Oddly enough I seem to make impulse decisions on big items and belabor the decision making process on the less important things! Some shopper, eh? Basically, if a sales person does a number on me, I’ll BUY IT NOW. If I haven’t received service, don’t have a relationship or feel the slightest mistrusting, I won’t buy or I’ll drive the company crazy deciding.
For instance, I used to drive a Cadillac SRX (their small SUV). It was so awesome that when it was time to purchase another car, I marched into the dealership with a checkbook and was ready to pull the trigger. I basically just needed to pick the color and I was going to be on my way with my new sporty version. I was treated so badly, that I actually had to cuss at them and threaten to call the police if they did not return my keys to my SRX immediately. HORRIBLE. So, what did I do? I left that dealership, called BMW, told them I wanted to buy a car, these are the items I’m interested in and I’d be there in 20 minutes. When I arrived the sales associate had the car with the exact criteria parked in such a way that I was drooling before I touched the door. The sales woman listened to me, proved it by delivering the goods with no hassle and I owned a new BMW 2 hours later. That is it. Period. I am the biggest “talker” BMW has ever known. I love my car, I love their service, and DAMN, I love to be treated well.

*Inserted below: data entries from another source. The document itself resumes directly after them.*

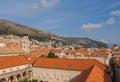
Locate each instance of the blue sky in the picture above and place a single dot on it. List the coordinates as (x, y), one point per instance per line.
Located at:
(95, 19)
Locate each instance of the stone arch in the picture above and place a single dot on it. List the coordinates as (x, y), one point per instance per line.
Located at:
(3, 80)
(29, 74)
(11, 79)
(24, 74)
(18, 77)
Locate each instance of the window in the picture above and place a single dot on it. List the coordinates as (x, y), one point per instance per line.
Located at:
(4, 71)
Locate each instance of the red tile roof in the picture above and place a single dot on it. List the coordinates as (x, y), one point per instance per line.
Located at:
(93, 74)
(71, 64)
(12, 61)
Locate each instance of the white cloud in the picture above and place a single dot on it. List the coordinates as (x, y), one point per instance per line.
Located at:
(89, 26)
(104, 41)
(117, 12)
(35, 6)
(48, 3)
(110, 21)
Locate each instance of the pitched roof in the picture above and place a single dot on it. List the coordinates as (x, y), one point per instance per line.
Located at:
(70, 64)
(93, 74)
(10, 50)
(12, 61)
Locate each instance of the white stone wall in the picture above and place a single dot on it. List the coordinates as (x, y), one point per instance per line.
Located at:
(2, 45)
(54, 75)
(12, 69)
(9, 54)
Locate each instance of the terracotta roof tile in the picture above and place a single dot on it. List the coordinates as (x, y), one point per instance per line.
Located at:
(76, 64)
(93, 74)
(11, 61)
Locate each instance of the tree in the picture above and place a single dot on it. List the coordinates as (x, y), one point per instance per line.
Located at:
(51, 54)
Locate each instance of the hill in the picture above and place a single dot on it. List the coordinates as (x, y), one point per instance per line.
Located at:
(8, 27)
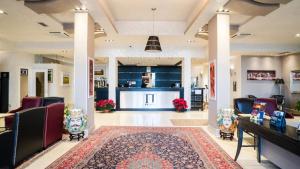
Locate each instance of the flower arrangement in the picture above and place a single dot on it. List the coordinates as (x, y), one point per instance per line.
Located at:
(180, 105)
(298, 106)
(105, 105)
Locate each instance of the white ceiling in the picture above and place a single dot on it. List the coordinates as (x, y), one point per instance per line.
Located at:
(278, 28)
(129, 22)
(21, 24)
(140, 10)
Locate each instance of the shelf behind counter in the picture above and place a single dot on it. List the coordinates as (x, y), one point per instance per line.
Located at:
(147, 99)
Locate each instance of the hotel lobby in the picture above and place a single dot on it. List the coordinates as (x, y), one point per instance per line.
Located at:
(150, 84)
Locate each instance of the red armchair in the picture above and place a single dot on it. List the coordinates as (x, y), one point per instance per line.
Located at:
(27, 103)
(53, 123)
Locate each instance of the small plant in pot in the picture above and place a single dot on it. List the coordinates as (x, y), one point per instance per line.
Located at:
(180, 105)
(105, 105)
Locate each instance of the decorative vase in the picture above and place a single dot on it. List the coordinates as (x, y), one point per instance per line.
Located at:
(106, 111)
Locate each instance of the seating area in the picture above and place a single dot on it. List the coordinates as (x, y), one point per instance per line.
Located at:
(33, 127)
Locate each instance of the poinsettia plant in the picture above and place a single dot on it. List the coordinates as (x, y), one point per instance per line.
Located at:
(104, 105)
(180, 105)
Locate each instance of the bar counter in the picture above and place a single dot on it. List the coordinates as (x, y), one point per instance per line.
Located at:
(147, 99)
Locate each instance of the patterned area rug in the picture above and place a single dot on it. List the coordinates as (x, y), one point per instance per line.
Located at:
(189, 122)
(146, 148)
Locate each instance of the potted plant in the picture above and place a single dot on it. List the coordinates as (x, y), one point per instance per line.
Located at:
(105, 105)
(180, 105)
(298, 106)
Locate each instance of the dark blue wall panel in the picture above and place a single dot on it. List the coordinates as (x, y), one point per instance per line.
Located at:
(165, 75)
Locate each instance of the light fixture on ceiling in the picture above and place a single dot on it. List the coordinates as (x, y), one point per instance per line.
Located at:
(153, 44)
(2, 12)
(222, 10)
(109, 40)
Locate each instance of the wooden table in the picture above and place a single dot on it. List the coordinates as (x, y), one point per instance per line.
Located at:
(287, 138)
(2, 116)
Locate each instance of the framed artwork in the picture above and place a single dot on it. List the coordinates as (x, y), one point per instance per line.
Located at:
(99, 70)
(65, 78)
(50, 75)
(261, 74)
(24, 72)
(212, 80)
(91, 77)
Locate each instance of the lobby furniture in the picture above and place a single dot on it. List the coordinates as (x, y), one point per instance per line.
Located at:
(25, 139)
(197, 99)
(54, 118)
(4, 91)
(280, 100)
(147, 99)
(252, 97)
(27, 102)
(101, 94)
(287, 138)
(271, 105)
(50, 100)
(243, 105)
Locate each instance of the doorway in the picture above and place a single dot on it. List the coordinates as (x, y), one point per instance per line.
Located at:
(23, 83)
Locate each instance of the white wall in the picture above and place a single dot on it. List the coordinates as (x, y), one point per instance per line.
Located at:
(257, 88)
(56, 89)
(290, 63)
(12, 62)
(235, 76)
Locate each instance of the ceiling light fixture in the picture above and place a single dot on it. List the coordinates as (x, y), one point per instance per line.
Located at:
(153, 44)
(2, 12)
(222, 10)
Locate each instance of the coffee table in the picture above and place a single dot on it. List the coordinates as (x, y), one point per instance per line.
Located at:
(2, 117)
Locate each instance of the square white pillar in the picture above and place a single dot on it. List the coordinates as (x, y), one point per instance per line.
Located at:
(83, 50)
(187, 77)
(219, 51)
(112, 77)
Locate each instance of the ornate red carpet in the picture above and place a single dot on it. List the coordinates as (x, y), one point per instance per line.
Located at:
(146, 148)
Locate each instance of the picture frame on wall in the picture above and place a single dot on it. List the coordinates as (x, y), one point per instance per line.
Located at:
(91, 77)
(261, 74)
(23, 72)
(212, 80)
(65, 79)
(50, 75)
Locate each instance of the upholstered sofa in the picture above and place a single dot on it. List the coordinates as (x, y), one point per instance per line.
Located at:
(25, 139)
(27, 103)
(53, 123)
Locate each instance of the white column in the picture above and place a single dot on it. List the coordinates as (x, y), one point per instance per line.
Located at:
(112, 77)
(219, 51)
(187, 77)
(83, 49)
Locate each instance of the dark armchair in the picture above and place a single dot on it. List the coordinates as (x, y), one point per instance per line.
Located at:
(271, 105)
(50, 100)
(53, 123)
(25, 139)
(27, 103)
(243, 105)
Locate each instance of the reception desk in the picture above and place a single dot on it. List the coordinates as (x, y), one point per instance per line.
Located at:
(147, 99)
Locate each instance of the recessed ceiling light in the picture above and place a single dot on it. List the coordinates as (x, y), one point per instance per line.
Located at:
(222, 10)
(109, 40)
(2, 12)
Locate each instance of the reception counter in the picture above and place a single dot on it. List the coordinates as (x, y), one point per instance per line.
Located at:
(147, 99)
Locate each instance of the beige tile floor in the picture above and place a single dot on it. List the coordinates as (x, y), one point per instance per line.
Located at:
(247, 157)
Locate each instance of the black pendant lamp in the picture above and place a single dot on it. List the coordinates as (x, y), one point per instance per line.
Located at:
(153, 44)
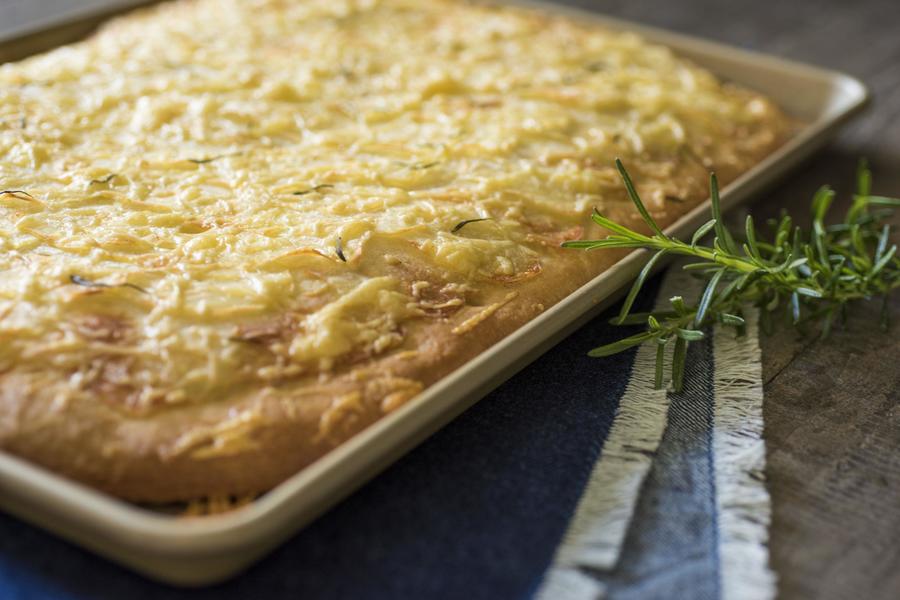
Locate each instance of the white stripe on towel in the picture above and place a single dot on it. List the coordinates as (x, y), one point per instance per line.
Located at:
(597, 530)
(739, 451)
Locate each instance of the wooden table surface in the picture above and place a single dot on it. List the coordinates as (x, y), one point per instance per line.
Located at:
(832, 408)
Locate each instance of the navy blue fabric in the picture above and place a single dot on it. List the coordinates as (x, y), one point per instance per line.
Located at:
(671, 549)
(475, 512)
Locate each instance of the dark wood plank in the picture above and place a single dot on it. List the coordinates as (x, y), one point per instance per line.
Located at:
(832, 408)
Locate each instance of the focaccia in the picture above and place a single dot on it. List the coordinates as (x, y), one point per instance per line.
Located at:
(234, 233)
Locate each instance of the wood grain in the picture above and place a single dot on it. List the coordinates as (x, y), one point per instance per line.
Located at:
(832, 409)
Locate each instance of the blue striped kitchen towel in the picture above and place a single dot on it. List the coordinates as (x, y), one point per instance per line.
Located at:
(573, 480)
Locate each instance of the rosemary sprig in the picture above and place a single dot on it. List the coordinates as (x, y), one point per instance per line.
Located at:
(462, 224)
(815, 274)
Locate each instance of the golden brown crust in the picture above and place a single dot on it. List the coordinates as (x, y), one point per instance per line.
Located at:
(259, 434)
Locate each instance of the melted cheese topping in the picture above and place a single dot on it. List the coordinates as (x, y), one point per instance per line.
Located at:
(231, 160)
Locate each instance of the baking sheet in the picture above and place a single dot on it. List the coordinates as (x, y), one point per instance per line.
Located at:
(203, 550)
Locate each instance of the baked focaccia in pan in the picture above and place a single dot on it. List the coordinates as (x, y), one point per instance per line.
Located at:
(234, 233)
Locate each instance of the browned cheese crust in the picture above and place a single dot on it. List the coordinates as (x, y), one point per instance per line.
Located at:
(170, 367)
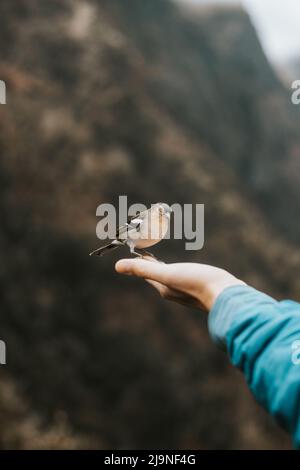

By contrast, I decided to take my kids to the Great Wolf Lodge for one night. We are talking about a $300 investment. I don’t know anything about Great Wolf Lodge so I logged on and began a conversation with the online/instant message help. They had a deal where a person could buy a package that included a meal. I raked this lady over the coals so badly, trying to determine if the package deal was better or just the regular deal was better, that when we finished, even I was embarrassed. I had them looking up menu costs so I could determine if I could get out of the restaurant cheaper with out it. I had them add and subtract this and that because the package is really for 4 but we would only be three. I can’t even imagine what else I asked but I am still blushing over it. Even after all that I really do not have more appreciation for Great Wolf Lodge. In fact, I feel annoyed with them. They did nothing to make me feel special. I felt like they might be trying to take me to the cleaners. I just feel no affinity for them. I hope the sleepover is fun or they will have one crazy cheap lady telling everybody she knows about it. DAMN it bugs me when I’m not treated well.